To use FastEmbed (a local embedding model), install `@mastra/fastembed`:

**npm**:

```bash
npm install @mastra/fastembed@latest
```

**pnpm**:

```bash
pnpm add @mastra/fastembed@latest
```

**Yarn**:

```bash
yarn add @mastra/fastembed@latest
```

**Bun**:

```bash
bun add @mastra/fastembed@latest
```

Then configure it in your memory:

```ts
import { Memory } from "@mastra/memory";
import { Agent } from "@mastra/core/agent";
import { fastembed } from "@mastra/fastembed";

const agent = new Agent({
  memory: new Memory({
    embedder: fastembed,
  }),
});
```

## PostgreSQL Index Optimization

When using PostgreSQL as your vector store, you can optimize semantic recall performance by configuring the vector index. This is particularly important for large-scale deployments with thousands of messages.

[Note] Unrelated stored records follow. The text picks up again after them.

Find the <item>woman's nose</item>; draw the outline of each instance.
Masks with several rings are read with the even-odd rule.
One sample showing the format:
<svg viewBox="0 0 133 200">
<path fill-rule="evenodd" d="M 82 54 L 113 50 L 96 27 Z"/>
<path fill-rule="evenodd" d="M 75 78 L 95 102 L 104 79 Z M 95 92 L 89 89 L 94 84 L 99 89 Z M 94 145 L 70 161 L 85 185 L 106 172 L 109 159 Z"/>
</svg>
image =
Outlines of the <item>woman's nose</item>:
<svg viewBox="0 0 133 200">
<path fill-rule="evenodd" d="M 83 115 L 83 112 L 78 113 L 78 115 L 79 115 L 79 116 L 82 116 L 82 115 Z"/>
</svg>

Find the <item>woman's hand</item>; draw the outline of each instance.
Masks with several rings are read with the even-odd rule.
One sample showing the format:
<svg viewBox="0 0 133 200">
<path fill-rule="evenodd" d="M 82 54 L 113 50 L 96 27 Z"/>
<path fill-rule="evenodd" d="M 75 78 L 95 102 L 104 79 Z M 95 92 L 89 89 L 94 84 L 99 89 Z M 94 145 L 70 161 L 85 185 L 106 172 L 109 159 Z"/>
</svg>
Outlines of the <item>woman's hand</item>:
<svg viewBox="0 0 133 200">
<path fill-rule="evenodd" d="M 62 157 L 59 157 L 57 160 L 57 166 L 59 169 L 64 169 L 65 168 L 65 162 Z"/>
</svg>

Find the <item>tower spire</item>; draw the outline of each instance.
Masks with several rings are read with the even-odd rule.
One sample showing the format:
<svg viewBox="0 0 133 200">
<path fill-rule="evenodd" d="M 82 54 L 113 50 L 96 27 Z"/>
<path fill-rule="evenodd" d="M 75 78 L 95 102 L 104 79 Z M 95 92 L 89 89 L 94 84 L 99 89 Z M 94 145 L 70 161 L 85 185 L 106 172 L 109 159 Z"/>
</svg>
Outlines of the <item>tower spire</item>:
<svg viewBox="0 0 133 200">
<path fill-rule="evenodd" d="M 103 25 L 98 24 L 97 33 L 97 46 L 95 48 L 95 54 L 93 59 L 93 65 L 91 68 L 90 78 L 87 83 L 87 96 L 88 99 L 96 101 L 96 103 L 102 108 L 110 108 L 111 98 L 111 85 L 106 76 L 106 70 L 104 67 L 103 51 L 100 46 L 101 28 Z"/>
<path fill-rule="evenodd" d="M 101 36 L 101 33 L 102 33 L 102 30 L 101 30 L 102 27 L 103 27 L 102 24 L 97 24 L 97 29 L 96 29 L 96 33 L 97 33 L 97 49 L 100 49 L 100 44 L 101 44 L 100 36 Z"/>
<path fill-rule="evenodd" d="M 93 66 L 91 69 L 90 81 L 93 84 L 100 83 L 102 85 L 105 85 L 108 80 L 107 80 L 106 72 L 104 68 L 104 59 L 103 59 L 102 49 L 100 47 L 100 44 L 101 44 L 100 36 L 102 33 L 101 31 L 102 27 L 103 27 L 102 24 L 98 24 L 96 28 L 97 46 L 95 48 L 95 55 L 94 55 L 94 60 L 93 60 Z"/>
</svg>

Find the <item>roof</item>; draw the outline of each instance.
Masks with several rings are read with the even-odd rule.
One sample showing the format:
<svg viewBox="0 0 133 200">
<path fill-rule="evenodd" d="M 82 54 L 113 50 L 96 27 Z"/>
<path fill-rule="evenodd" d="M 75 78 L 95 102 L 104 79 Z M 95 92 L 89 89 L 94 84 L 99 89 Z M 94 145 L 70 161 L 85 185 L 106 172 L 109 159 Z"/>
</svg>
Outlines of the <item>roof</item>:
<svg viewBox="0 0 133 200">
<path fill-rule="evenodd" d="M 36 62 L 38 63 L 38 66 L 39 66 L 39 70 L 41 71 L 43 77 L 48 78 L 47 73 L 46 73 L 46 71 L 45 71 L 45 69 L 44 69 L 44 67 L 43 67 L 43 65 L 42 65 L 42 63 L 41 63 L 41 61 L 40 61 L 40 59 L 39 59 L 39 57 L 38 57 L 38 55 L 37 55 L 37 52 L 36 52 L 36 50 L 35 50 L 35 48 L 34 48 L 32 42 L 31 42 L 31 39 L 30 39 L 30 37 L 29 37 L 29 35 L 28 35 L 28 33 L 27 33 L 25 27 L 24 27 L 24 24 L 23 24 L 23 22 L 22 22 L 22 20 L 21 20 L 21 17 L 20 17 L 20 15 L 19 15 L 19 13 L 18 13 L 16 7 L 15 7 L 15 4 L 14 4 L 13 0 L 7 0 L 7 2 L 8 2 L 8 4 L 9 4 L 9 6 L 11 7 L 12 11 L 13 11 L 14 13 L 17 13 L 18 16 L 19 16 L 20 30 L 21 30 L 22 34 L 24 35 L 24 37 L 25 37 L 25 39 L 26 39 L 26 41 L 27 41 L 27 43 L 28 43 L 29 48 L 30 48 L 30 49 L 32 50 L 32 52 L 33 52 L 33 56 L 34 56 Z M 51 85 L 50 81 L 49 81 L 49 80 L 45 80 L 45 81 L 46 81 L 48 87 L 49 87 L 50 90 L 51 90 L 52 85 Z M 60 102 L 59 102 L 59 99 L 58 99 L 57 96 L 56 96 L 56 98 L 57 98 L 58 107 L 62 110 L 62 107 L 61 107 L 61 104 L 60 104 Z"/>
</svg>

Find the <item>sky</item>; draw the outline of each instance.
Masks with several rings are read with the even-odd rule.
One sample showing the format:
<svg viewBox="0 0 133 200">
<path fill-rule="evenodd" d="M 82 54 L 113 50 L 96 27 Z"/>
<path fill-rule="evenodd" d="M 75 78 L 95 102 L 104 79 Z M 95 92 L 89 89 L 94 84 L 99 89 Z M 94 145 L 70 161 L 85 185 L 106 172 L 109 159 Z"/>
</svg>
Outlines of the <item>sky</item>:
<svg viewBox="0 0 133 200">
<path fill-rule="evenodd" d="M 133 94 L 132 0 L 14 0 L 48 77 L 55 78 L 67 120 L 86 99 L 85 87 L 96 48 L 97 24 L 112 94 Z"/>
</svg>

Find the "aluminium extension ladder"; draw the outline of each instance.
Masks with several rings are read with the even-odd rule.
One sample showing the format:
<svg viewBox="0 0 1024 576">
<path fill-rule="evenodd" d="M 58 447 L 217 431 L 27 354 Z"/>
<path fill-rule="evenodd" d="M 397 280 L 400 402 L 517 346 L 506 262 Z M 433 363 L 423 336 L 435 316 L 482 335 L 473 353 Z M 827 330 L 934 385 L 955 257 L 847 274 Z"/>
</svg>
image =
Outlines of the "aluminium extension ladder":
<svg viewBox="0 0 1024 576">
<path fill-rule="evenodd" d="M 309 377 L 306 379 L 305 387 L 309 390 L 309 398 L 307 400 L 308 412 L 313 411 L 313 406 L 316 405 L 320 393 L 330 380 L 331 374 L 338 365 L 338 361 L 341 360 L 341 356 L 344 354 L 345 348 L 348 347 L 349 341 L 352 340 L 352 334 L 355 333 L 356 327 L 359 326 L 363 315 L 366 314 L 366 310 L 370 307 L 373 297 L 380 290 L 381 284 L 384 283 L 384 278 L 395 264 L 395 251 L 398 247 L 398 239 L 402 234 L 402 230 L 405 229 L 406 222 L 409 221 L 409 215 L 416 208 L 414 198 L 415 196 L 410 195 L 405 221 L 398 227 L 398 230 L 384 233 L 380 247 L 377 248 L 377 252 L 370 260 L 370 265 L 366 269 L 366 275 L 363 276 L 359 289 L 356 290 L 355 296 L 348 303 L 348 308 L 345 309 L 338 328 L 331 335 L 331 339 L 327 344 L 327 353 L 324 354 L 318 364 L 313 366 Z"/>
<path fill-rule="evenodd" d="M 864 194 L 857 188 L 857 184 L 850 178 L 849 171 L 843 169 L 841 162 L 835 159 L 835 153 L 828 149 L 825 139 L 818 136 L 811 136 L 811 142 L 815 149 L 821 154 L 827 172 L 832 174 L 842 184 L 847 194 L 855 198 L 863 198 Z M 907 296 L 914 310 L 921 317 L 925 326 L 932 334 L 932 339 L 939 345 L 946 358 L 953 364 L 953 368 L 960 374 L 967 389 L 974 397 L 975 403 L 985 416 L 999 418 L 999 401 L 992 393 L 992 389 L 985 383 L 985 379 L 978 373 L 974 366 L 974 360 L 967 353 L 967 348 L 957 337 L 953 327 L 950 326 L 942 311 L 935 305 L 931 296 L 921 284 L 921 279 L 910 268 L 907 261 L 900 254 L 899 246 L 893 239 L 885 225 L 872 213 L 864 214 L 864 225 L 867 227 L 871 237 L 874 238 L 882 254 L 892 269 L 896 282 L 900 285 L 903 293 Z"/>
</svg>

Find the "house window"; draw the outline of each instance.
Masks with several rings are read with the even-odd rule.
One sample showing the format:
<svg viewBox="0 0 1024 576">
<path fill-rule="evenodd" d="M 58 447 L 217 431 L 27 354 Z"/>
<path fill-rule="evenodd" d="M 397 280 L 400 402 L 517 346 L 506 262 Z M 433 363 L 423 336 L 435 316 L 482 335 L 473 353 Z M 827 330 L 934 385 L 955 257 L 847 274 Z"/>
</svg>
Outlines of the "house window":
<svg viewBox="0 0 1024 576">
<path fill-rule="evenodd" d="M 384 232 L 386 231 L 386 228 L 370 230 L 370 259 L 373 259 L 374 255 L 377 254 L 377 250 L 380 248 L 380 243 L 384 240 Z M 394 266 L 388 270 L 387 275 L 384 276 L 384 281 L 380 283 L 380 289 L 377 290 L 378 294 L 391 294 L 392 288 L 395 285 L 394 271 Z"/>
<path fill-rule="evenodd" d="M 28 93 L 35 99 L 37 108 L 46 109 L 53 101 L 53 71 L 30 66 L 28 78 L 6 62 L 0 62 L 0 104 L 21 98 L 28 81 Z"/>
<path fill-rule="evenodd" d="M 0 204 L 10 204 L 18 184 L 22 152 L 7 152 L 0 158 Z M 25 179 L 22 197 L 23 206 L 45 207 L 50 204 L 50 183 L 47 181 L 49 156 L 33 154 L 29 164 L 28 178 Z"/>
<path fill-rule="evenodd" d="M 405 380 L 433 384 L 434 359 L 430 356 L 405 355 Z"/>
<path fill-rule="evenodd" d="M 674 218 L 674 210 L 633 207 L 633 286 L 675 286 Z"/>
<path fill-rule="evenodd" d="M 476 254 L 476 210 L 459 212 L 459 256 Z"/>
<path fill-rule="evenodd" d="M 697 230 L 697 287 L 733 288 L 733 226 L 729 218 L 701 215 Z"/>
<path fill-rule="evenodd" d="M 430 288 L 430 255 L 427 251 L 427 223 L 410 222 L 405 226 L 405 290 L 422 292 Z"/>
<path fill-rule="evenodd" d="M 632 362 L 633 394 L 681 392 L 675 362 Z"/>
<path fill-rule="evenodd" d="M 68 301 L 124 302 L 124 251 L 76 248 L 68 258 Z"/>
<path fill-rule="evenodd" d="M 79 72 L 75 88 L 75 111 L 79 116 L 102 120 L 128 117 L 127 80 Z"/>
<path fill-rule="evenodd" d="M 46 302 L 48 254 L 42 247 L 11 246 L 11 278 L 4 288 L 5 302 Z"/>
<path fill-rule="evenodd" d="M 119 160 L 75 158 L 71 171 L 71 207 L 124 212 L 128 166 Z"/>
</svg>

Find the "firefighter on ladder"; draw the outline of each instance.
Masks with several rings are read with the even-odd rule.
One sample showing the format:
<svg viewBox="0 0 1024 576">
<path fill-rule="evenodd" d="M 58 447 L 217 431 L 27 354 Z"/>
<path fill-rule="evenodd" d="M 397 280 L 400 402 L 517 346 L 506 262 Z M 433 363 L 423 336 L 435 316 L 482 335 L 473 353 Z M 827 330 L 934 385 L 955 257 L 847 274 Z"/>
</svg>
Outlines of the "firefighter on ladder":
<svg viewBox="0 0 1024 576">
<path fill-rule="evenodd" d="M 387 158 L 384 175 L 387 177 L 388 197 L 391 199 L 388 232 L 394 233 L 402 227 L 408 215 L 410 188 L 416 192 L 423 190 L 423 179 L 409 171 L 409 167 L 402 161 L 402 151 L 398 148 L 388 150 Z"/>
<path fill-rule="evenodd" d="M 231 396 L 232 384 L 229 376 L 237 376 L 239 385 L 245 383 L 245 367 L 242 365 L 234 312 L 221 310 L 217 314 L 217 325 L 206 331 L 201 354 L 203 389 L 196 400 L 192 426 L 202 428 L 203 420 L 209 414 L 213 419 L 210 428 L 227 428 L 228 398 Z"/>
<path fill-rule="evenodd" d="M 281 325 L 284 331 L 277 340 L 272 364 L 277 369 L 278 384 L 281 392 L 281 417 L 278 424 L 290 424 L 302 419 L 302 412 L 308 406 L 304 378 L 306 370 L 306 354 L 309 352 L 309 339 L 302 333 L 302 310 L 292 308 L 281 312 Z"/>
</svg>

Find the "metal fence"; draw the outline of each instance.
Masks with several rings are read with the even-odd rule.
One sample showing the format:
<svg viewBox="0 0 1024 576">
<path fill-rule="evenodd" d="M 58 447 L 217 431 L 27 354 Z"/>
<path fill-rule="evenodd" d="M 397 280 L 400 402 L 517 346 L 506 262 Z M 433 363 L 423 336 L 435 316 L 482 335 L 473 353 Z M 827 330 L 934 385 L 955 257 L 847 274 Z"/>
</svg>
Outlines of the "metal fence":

PostgreSQL supports both IVFFlat and HNSW indexes. By default, Mastra creates an IVFFlat index, but HNSW indexes typically provide better performance, especially with OpenAI embeddings which use inner product distance.

```typescript
import { Memory } from "@mastra/memory";
import { PgStore, PgVector } from "@mastra/pg";

const agent = new Agent({
  memory: new Memory({
    storage: new PgStore({
      id: 'agent-storage',
      connectionString: process.env.DATABASE_URL,
    }),
    vector: new PgVector({
      id: 'agent-vector',
      connectionString: process.env.DATABASE_URL,
    }),
    options: {
      semanticRecall: {
        topK: 5,
        messageRange: 2,
        indexConfig: {
          type: "hnsw", // Use HNSW for better performance
          metric: "dotproduct", // Best for OpenAI embeddings
          m: 16, // Number of bi-directional links (default: 16)
          efConstruction: 64, // Size of candidate list during construction (default: 64)
        },
      },
    },
  }),
});
```

For detailed information about index configuration options and performance tuning, see the [PgVector configuration guide](https://mastra.ai/reference/vectors/pg).

## Disabling

There is a performance impact to using semantic recall. New messages are converted into embeddings and used to query a vector database before new messages are sent to the LLM.

Semantic recall is enabled by default but can be disabled when not needed:

```typescript
const agent = new Agent({
  memory: new Memory({
    options: {
      semanticRecall: false,
    },
  }),
});
```

You might want to disable semantic recall in scenarios like:

- When message history provides sufficient context for the current conversation.
- In performance-sensitive applications, like realtime two-way audio, where the added latency of creating embeddings and running vector queries is noticeable.

## Viewing Recalled Messages

When tracing is enabled, any messages retrieved via semantic recall will appear in the agent's trace output, alongside recent message history (if configured).